Although I'd say most Americans (don't know about other English speakers) pronounce Bach like "Bak" (the "a" sounding like the Spanish "a")


----------



## pcplus

pero entonces tengo razón en lo que digo o no???

chocolate se pronunciaría igual que tshocolate??

question sería questshion???


----------



## Outsider

Palo said:


> I haven't got phonetics fonts in this pc, but it's true, "ch" is similar to that of english, but not exactly the same!


What's the difference?


----------



## Outsider

pcplus said:


> pero entonces tengo razón en lo que digo o no???
> 
> chocolate se pronunciaría igual que tshocolate??


¿Por qué complicar? La "ch" de "chocolate" se pronuncia como en español. Aunque exista alguna diferencia, es pequeña e irrelevante.



pcplus said:


> question sería questshion???


Depende del hablante. Muchos dicen "kwes-chan", pero creo que algunos dicen "kwes-tyan".


----------



## suso26

> question sería questshion???


kueshtion.


----------



## Prometo

Outsider said:


> Depende del hablante. Muchos dicen "kwes-chan", pero creo que algunos dicen "kwes-tyan".



Mucho más que eso.  Hay una variedad increíble (para los que hablan castellano)de pronunciación entre los que hablan el inglés.

Además, desgraciadamente NO es posible "escribir" la pronunciación del inglés de una manera que los hispanoparlantes que carezcan de la experiencia de oír al inglés (audio) lo puedan "leer" (es decir, reproducir el sonido fidedignamente).



Outsider said:


> ¿Por qué complicar? La "ch" de "chocolate" se pronuncia como en español. Aunque exista alguna diferencia, es pequeña e irrelevante.

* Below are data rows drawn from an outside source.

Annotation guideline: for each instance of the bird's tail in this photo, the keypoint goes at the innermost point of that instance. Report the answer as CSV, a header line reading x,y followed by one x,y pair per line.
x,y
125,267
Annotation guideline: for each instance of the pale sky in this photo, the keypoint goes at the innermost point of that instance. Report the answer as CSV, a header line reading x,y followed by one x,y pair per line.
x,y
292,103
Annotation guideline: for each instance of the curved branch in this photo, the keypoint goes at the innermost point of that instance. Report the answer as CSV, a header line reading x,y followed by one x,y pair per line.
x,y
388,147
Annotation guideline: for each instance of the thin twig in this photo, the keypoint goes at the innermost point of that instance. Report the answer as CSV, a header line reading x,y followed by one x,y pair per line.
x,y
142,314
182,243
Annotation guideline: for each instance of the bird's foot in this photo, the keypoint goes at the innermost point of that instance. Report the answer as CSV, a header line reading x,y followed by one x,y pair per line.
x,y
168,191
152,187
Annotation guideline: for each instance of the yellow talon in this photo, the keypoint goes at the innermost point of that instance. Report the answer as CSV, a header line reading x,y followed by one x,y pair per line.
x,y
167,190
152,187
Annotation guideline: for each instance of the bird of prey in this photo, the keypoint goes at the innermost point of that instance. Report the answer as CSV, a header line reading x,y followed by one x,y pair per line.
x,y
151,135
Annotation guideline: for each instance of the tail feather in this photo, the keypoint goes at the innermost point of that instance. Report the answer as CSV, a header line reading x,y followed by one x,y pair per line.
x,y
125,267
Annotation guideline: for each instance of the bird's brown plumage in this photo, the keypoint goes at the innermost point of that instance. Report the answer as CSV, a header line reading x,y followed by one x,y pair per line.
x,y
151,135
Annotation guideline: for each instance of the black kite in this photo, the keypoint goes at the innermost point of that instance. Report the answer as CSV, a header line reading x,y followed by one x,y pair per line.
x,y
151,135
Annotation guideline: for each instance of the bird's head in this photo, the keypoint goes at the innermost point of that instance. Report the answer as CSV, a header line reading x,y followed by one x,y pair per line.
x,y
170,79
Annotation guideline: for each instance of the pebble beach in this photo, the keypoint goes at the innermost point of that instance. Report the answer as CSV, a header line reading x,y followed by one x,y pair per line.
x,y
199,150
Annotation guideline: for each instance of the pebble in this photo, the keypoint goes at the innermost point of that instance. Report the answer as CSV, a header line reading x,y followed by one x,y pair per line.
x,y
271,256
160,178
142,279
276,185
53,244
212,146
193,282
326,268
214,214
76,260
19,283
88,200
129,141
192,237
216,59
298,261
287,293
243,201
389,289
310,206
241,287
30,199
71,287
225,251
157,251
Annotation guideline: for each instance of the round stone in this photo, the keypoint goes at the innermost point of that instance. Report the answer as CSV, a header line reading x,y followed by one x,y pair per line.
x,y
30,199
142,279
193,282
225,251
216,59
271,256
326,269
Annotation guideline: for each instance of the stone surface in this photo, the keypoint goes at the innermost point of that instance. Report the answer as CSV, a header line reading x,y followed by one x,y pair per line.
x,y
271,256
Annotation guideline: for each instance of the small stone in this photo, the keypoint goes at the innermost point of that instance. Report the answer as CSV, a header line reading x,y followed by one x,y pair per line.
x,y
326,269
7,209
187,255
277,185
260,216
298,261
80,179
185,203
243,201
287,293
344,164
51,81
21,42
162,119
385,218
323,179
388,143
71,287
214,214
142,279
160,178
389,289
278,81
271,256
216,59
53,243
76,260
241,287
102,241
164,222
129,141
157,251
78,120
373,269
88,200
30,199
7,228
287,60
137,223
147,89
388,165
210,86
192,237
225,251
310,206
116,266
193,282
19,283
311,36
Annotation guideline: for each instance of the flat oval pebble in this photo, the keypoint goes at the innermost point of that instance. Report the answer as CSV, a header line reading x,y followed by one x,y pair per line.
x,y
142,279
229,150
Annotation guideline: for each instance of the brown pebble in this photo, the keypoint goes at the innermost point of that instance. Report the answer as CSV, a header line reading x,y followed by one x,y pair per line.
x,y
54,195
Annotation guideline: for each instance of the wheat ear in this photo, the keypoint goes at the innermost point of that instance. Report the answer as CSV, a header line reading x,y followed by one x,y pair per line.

Las diferencias pueden ser grandes en algunos casos.  Lo mejor es no confiarse totalmente en símbolos escritos y buscar la manera de ESCUCHAR al idioma, si es posible.


----------



## Outsider

Prometo said:


> Mucho más que eso.  Hay una variedad increíble (para los que hablan castellano)de pronunciación entre los que hablan el inglés.


Creo que en este hilo se hablaba de anglófonos hablando inglés...


----------



## pcplus

Prometo said:


> Mucho más que eso. Hay una variedad increíble (para los que hablan castellano)de pronunciación entre los que hablan el inglés.
> 
> Además, desgraciadamente NO es posible "escribir" la pronunciación del inglés de una manera que los hispanoparlantes que carezcan de la experiencia de oír al inglés (audio) lo puedan "leer" (es decir, reproducir el sonido fidedignamente).
> 
> 
> 
> Las diferencias pueden ser grandes en algunos casos. Lo mejor es no confiarse totalmente en símbolos escritos y buscar la manera de ESCUCHAR al idioma, si es posible.


 
entonces por eso, quiero saber cual es la pronunciación exacta, si decir tsh es como los anglófonos dicen ch

tsho-colate sería chocolate???

el sonido consonante que me parece mas dificil de imitar del inglés, hacerlo como ellos trying my best, es precísamente es en la palabra *question*


----------



## Outsider

La "ch" del inglés americano (pulsar _affricate_, a la izquierda).

 La "ch" del español (pulsar _africadas_, a la izquierda).

La pronuncia de "chocolate", la puede oír en el diccionario de inglés monolingue del foro.


----------



## Jeromed

Boerboel said:


> Although I'd say most Americans (don't know about other English speakers) pronounce Bach like "Bak" (the "a" sounding like the Spanish "a")


 
Not in the intellectually pretentious Northeast , where the German pronunciation is the norm.  Where're you from?


----------



## Jeromed

Yo, que tú, no me rompería los sesos por esto. Hay cosas mucho más importantes para aprender en inglés. Sigue mi consejo y pronúnciala como en castellano.

Eso de _tsh_ no lo entiendo. Debe de ser una convención lingüistica. 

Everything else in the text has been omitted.